Marine sector is vital for development: President Yudhoyono


Jakarta (ANTARA News) – Despite Indonesias achievements, there is still much work to do in the marine and fisheries sector, President Susilo Bambang Yudhoyono has said.

“There is still a lot to do. There are still things that we have not yet achieved at all,” he told attendees of a national coordination meeting of the Ministry of Fisheries and Marine Resources, and a meeting of the Indonesian Marine Council at Istana Merdeka here on Thursday.

At the event, the Minister of Fisheries and Marine resources, Syarif Cicip Sutardjo, handed the president a report on the achievement of programs in the sector in 2013, as well as proposals issued by the Indonesian Marine Council.

Development of marine resources must become the direction for future Indonesian development because three-quarters of the countrys territory is water, the president said.

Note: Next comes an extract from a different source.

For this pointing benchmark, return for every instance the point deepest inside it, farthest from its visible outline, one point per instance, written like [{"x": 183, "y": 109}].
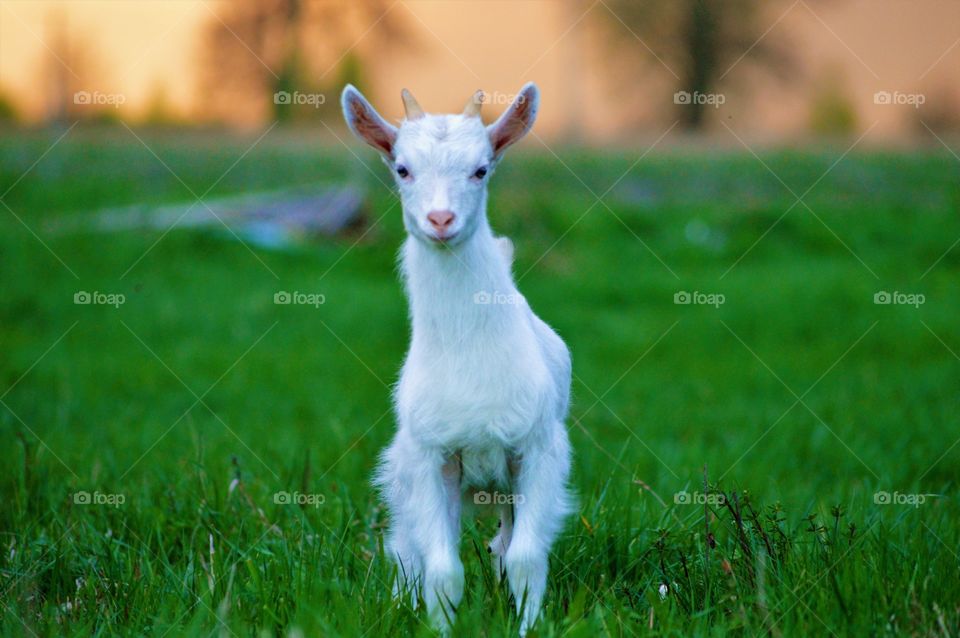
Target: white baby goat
[{"x": 484, "y": 391}]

The potential of Indonesias marine resources have not yet been fully exploited, while land is limited and the nations population is expected to grow to 305 million by 2035.

The addition of a further 65 million people to the present population of around 250 million would result in an increased demand for food and energy by an estimated 40-70 per cent, the president said.

“We can no longer rely on land” to meet our food needs, he said.

The president noted that the implementation of the Master Plan for the Acceleration of Indonesian Economic Development (MP3EI) programs in various islands in the country would create growth on the islands.

The islands need marine transportation facilities to connect them and also for growth, he said.

There were, at minimum, two strategies needed to develop the marine sector: the first being to assure territorial integrity and security to maximize exploitation of marine potentials; and the second, being to assure the nations welfare, he said.

If security is assured, welfare programs will be able to be carried out most effectively, he added.

It is under this context that the government and all stakeholders plan strategies that are pro-people to improve their welfare, especially in coastal communities, he said.

The economic potential of the various marine sectors in Indonesia is estimated to reach US$1.2 trillion per year, including fisheries, sea transportation, marine industries, tourism, energy, mineral resources, infrastructure and others, Minister Cicip Sutardjo said.

The potential of these sectors is larger than the country’s current GDP, which is around US$1 trillion, he added.